That is just awesome. What a huge site. Brilliant report.


----------



## smileysal (Apr 6, 2008)

That place looks great. I love those escalators, they're cool. Is the whole high rise a shopping mall, or are they flats upstairs?

Excellent place,

cheers Raz,

 Sal

Doh, ignore me lol. didn't read properly. They're office blocks not flats doh, sorry


----------



## Foxylady (Apr 6, 2008)

Fantastic place. I really like those escalator pics; great shapes and colours.


----------



## King Al (Apr 7, 2008)

Great stuff Raz that place is fantastic! Does any one else get an _origional_ dawn of the dead vibe? Whats the story behind it? why did it close


----------



## Raz333 (Apr 7, 2008)

The place hit the wall during the asian economic crisis.The office tower was never really 
finished at the time either.
They're talking about reviving it late this year, but looking at the place I think it'll be way
too expensive to make financial sense.


----------



## carlito (Apr 13, 2008)

How very DAWN OF THE DEAD!

reminds me of famagusta(not sure) near aiya napa, entire abandoned city. 

If only...


----------



## L3AN (Apr 17, 2008)

stunning location - love the escalators - great pics and the colours are immense! 

i want to go there!!


----------



## Cerberus (Apr 17, 2008)

Thats amazing, must of been really weird walking about something like that, very dilapidated but hugh.


----------



## Elvis killer (Apr 18, 2008)

Thats awesome deffo zombie movie material


----------



## za gringo (Apr 18, 2008)

fantastic find , great shots youve got there. nice one


----------



## EvilWeevil (Apr 18, 2008)

There's something especially wierd about shopping centres. A relitively new concept, when built people would just assume that it'll be there for years. So when you see one that's abandoned it really makes you look twice.

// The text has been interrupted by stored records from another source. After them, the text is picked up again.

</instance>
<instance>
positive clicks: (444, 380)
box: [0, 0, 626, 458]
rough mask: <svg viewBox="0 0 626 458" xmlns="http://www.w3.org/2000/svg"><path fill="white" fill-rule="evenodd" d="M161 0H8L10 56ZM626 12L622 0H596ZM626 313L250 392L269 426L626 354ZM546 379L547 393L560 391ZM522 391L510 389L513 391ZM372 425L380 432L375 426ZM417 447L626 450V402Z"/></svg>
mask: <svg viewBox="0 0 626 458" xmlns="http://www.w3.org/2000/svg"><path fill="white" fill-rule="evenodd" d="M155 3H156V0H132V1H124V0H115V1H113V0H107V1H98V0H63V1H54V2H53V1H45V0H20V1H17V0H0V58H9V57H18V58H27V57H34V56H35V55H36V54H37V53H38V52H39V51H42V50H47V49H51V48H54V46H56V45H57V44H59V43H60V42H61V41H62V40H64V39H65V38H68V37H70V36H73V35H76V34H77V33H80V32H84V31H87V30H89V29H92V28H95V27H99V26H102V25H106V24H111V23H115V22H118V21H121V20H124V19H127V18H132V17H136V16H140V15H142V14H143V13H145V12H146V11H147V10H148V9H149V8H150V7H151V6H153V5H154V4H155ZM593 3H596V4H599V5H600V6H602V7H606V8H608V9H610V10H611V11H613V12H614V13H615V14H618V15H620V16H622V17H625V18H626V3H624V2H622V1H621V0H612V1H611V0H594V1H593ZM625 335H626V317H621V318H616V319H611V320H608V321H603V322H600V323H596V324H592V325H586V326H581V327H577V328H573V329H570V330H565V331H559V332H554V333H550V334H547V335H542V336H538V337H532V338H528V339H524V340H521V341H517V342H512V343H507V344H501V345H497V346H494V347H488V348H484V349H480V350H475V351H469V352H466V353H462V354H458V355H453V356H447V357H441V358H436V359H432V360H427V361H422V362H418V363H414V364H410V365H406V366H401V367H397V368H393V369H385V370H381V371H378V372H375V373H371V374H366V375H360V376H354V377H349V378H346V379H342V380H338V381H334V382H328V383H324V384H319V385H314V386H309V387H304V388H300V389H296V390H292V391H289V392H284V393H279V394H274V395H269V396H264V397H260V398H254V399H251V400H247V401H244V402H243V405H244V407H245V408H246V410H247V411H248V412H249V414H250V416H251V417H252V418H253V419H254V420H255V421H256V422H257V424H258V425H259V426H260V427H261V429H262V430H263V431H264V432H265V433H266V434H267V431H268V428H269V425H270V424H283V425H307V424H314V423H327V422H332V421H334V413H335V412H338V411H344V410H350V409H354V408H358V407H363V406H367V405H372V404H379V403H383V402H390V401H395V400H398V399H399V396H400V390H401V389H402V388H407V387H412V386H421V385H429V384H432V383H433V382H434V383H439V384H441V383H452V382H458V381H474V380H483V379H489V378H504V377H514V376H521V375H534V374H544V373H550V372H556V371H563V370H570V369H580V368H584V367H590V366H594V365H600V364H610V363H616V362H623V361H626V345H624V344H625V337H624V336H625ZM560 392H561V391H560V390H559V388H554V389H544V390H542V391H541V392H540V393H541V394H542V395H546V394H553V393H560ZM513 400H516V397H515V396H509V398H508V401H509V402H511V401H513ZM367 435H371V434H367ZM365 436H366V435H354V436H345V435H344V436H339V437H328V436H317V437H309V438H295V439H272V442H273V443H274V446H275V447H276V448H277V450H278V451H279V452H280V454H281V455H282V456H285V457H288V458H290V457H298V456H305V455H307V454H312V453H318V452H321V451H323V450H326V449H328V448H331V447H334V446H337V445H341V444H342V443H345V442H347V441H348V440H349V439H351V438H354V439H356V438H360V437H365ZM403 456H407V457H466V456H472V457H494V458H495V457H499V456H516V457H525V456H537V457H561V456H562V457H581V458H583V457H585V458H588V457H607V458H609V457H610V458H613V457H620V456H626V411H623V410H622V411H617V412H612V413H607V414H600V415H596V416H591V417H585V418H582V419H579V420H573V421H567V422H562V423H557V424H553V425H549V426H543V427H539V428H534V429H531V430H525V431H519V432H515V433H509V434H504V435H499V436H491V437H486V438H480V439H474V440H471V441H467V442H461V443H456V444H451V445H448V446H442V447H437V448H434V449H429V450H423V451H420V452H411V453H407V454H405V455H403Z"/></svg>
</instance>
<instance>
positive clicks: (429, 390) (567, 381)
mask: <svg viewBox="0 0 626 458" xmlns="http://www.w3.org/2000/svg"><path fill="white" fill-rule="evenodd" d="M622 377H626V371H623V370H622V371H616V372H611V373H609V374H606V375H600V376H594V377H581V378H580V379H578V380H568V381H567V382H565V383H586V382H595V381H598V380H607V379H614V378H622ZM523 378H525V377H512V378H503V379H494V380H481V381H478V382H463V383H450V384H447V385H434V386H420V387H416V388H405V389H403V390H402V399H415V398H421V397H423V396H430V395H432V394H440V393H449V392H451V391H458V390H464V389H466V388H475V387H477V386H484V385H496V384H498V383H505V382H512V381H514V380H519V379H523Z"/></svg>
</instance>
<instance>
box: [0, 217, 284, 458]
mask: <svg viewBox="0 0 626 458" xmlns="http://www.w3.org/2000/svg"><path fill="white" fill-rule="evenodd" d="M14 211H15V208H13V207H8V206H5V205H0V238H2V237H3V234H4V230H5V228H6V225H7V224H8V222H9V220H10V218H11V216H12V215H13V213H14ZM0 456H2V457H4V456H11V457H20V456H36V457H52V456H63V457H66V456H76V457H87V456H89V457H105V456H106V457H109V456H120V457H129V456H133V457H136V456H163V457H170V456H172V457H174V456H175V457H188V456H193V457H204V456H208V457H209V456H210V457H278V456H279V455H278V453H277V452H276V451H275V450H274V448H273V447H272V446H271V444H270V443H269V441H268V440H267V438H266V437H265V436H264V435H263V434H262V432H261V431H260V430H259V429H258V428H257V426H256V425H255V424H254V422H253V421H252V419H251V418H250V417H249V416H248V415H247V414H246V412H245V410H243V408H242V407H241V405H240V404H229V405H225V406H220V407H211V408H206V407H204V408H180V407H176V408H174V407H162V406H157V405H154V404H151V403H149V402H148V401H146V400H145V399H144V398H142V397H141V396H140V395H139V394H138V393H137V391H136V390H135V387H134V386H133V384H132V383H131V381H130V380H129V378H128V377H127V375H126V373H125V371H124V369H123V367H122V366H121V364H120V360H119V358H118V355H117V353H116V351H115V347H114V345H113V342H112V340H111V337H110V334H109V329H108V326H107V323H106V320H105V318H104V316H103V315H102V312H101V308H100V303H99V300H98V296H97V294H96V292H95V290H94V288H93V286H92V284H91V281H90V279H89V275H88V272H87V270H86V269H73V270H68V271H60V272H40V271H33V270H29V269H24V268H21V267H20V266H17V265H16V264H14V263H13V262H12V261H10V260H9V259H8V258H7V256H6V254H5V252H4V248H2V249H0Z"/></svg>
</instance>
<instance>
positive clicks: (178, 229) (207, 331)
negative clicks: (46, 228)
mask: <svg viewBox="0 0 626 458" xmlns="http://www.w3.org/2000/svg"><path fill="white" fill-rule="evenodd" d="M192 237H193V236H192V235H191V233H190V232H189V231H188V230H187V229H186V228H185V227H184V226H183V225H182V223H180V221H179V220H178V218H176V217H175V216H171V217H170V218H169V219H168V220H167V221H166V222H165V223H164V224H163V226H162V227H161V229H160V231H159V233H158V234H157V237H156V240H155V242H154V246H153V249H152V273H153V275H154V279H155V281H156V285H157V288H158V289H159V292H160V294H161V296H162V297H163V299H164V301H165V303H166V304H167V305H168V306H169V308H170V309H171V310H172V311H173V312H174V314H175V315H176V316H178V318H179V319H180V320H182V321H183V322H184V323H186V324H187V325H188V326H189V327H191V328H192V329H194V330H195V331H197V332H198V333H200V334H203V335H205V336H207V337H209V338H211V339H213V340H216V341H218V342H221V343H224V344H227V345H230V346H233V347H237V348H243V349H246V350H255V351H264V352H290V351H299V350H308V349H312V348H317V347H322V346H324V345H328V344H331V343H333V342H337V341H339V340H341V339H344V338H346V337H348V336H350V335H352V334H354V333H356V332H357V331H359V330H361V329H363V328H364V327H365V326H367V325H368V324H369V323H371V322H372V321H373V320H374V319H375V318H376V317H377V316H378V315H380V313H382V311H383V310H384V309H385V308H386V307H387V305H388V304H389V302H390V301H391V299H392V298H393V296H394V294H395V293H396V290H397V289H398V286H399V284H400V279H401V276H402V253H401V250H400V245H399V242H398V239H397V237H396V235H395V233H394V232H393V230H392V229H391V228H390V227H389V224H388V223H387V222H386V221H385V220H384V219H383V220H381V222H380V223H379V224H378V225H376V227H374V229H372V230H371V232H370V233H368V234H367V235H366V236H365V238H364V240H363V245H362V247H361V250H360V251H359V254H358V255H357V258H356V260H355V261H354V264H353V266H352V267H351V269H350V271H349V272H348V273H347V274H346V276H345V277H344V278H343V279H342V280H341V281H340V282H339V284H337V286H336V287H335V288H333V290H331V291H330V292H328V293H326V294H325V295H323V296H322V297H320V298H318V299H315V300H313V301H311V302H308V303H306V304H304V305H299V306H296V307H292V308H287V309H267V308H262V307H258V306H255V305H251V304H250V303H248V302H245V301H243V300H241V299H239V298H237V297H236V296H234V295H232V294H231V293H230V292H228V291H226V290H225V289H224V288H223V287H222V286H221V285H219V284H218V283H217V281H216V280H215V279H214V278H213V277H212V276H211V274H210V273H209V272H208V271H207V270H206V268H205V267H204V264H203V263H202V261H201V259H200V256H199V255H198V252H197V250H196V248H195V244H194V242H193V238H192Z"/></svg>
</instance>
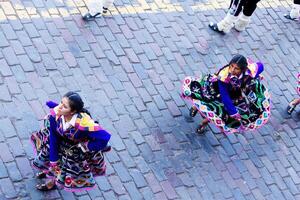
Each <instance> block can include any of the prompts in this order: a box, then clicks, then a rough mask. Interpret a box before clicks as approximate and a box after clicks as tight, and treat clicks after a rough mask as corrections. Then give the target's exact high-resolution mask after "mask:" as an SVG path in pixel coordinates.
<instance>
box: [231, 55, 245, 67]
mask: <svg viewBox="0 0 300 200" xmlns="http://www.w3.org/2000/svg"><path fill="white" fill-rule="evenodd" d="M233 63H235V64H237V66H238V67H239V68H241V70H242V71H245V70H246V69H247V66H248V62H247V59H246V58H245V57H244V56H242V55H240V54H236V55H235V56H233V58H232V59H231V61H230V62H229V65H231V64H233Z"/></svg>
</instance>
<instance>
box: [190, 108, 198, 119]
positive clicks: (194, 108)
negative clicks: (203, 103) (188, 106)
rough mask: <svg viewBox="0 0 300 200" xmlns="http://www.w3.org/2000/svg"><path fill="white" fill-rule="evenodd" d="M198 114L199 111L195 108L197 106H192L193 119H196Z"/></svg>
mask: <svg viewBox="0 0 300 200" xmlns="http://www.w3.org/2000/svg"><path fill="white" fill-rule="evenodd" d="M197 113H198V109H197V108H196V107H195V106H192V107H191V108H190V113H189V114H190V116H191V117H195V116H196V114H197Z"/></svg>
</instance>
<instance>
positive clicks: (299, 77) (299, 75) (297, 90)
mask: <svg viewBox="0 0 300 200" xmlns="http://www.w3.org/2000/svg"><path fill="white" fill-rule="evenodd" d="M297 92H298V94H299V95H300V72H299V73H298V85H297Z"/></svg>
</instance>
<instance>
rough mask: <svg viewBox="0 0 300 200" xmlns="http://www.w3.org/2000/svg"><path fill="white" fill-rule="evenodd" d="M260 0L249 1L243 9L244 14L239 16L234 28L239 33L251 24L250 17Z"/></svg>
mask: <svg viewBox="0 0 300 200" xmlns="http://www.w3.org/2000/svg"><path fill="white" fill-rule="evenodd" d="M259 1H260V0H247V1H246V2H245V4H244V7H243V12H242V13H241V14H240V15H239V18H238V20H237V21H236V23H235V25H234V28H235V29H236V30H237V31H243V30H245V28H246V27H247V26H248V24H249V23H250V17H251V16H252V14H253V13H254V11H255V9H256V7H257V3H258V2H259Z"/></svg>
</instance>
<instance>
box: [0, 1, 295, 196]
mask: <svg viewBox="0 0 300 200" xmlns="http://www.w3.org/2000/svg"><path fill="white" fill-rule="evenodd" d="M86 1H87V0H86ZM229 3H230V1H229V0H218V1H214V0H207V1H204V0H200V1H199V0H197V1H195V0H186V1H183V0H181V1H174V0H169V1H162V0H134V1H129V0H116V1H115V2H114V6H113V7H112V8H110V13H108V14H106V16H104V17H101V18H98V19H96V20H95V21H90V22H84V21H83V20H82V18H81V16H82V15H83V14H85V13H86V12H87V8H86V6H85V2H84V1H83V0H11V1H0V49H1V50H0V199H34V200H38V199H67V200H69V199H80V200H86V199H93V200H95V199H97V200H101V199H107V200H112V199H123V200H124V199H134V200H138V199H157V200H163V199H184V200H187V199H192V200H198V199H199V200H200V199H203V200H209V199H215V200H222V199H226V200H229V199H238V200H243V199H246V200H252V199H259V200H261V199H274V200H281V199H286V200H293V199H295V200H300V120H299V118H300V114H299V113H298V114H297V113H296V112H295V113H294V114H293V115H292V116H288V115H287V114H286V107H287V105H288V102H289V101H290V100H292V99H293V98H294V97H297V94H296V83H297V81H296V75H297V73H298V72H300V23H299V21H298V22H296V21H291V20H288V19H285V18H284V17H283V15H284V14H285V13H288V12H289V10H290V9H291V5H292V1H291V0H289V1H285V0H264V1H261V2H260V3H259V4H258V8H257V10H256V11H255V13H254V15H253V17H252V19H251V23H250V25H249V26H248V27H247V29H246V30H245V31H244V32H237V31H235V30H232V31H231V32H230V33H229V34H226V35H220V34H218V33H216V32H213V31H212V30H210V29H209V28H208V24H209V22H210V21H219V20H221V19H222V18H223V17H224V16H225V14H226V8H227V7H228V6H229ZM236 53H240V54H243V55H245V56H247V57H250V58H251V59H252V60H255V61H258V60H260V61H262V62H263V63H264V65H265V71H264V72H263V75H264V77H265V80H264V83H265V85H266V86H267V87H268V88H269V89H270V92H271V94H272V116H271V118H270V120H269V122H268V123H267V124H266V125H265V126H264V127H262V128H261V129H259V130H258V131H254V132H246V133H242V134H231V135H228V136H226V135H224V134H222V133H220V131H219V130H218V129H217V128H216V127H215V126H214V125H210V126H209V130H208V131H207V132H206V134H205V135H198V134H196V133H195V128H196V127H197V125H198V122H199V121H200V120H201V117H200V115H199V116H197V117H195V118H194V122H190V121H188V120H186V116H187V115H188V112H189V110H188V109H189V107H190V104H189V102H186V101H184V100H183V99H181V97H180V86H181V80H182V79H183V78H184V77H185V76H188V75H192V76H193V75H201V74H207V73H213V72H215V71H216V70H217V69H219V68H220V67H222V66H223V65H225V64H227V63H228V62H229V61H230V59H231V57H232V56H233V55H234V54H236ZM70 90H72V91H77V92H79V94H80V95H81V96H82V97H83V100H84V102H85V105H86V107H87V108H88V109H89V110H90V111H91V113H92V115H93V118H95V119H97V120H98V121H99V122H100V124H101V125H102V126H103V127H104V128H105V129H107V130H108V131H109V132H110V133H112V139H111V145H112V146H113V150H112V151H111V152H109V153H107V154H106V161H107V173H106V176H101V177H97V178H96V181H97V187H96V188H95V189H93V190H90V191H88V192H73V193H72V192H66V191H64V190H53V191H51V192H40V191H37V190H36V188H35V185H36V184H37V183H38V181H37V180H36V179H35V178H34V174H35V171H34V170H33V168H32V167H31V160H32V158H33V157H34V153H33V149H32V145H31V143H30V141H29V137H30V135H31V133H32V132H33V131H37V130H38V129H39V128H40V127H41V125H42V119H43V117H44V116H45V115H46V114H47V113H48V112H49V109H48V108H47V107H46V105H45V102H46V101H47V100H53V101H56V102H58V101H60V99H61V97H62V95H63V94H65V93H66V92H67V91H70ZM298 111H300V109H299V108H298ZM297 115H298V116H297Z"/></svg>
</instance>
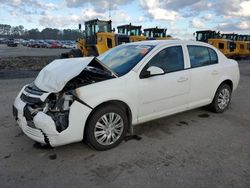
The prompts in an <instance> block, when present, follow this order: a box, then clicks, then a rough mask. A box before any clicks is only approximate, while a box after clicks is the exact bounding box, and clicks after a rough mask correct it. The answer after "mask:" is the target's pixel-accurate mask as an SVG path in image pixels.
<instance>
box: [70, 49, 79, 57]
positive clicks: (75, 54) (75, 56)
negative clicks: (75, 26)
mask: <svg viewBox="0 0 250 188" xmlns="http://www.w3.org/2000/svg"><path fill="white" fill-rule="evenodd" d="M68 57H69V58H74V57H82V52H81V50H79V49H72V50H70V51H69V56H68Z"/></svg>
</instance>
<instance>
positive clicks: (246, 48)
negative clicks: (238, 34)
mask: <svg viewBox="0 0 250 188" xmlns="http://www.w3.org/2000/svg"><path fill="white" fill-rule="evenodd" d="M222 38H224V39H229V40H233V41H235V44H236V49H235V53H236V57H237V58H245V57H249V56H250V51H249V43H250V42H249V41H248V40H250V37H249V35H238V34H235V33H227V34H222Z"/></svg>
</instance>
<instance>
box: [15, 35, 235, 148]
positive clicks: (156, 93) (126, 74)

It's a bit like Friars Walk in Reading. A relatively new centre (albeit a bit small), only closed a few years a go because of a shift in the location of where people shopped. The place still looks largely untouched. And when you think that not that long ago people would have been buzzing around it. I dunno, just creeps me out a bit I guess.


----------



## Raz333 (Apr 18, 2008)

Thanks for the comments.

Admittedly this site will be a hard one to top. But knowing Malaysia, you never know what you will find around the next corner


----------



## Richard Davies (Apr 18, 2008)

Long before the Tiger Economy kicked in, John Harris spent some time there on his national service.

Some highlights are in one of his books.


----------



## Well Wasp (Apr 18, 2008)

glad to see raz is on here
i always enjoy your reports 

amazing site, even second time i read it


----------



## BarneySchwarzenegger (Apr 18, 2008)

That is amazing, esculater pics are ace.


----------



## samsmeg123 (Aug 19, 2008)

pheeweeeeeeeeee! what a place, pity we dont ave any abadnoned shopping centres by me, i would set up camp in them , Raz your a good Urban Explorer. very good skillz!!!


----------



## Smellycat (Aug 20, 2008)

I'm sure when I was on holiday in Malaysia we went there when it was a proper shopping centre. Is it near the quality Hotel? it was called the Quality hotel in those days but probably changed by now.


----------



## Potter (Aug 20, 2008)

Superb! Great work, and a great place.


----------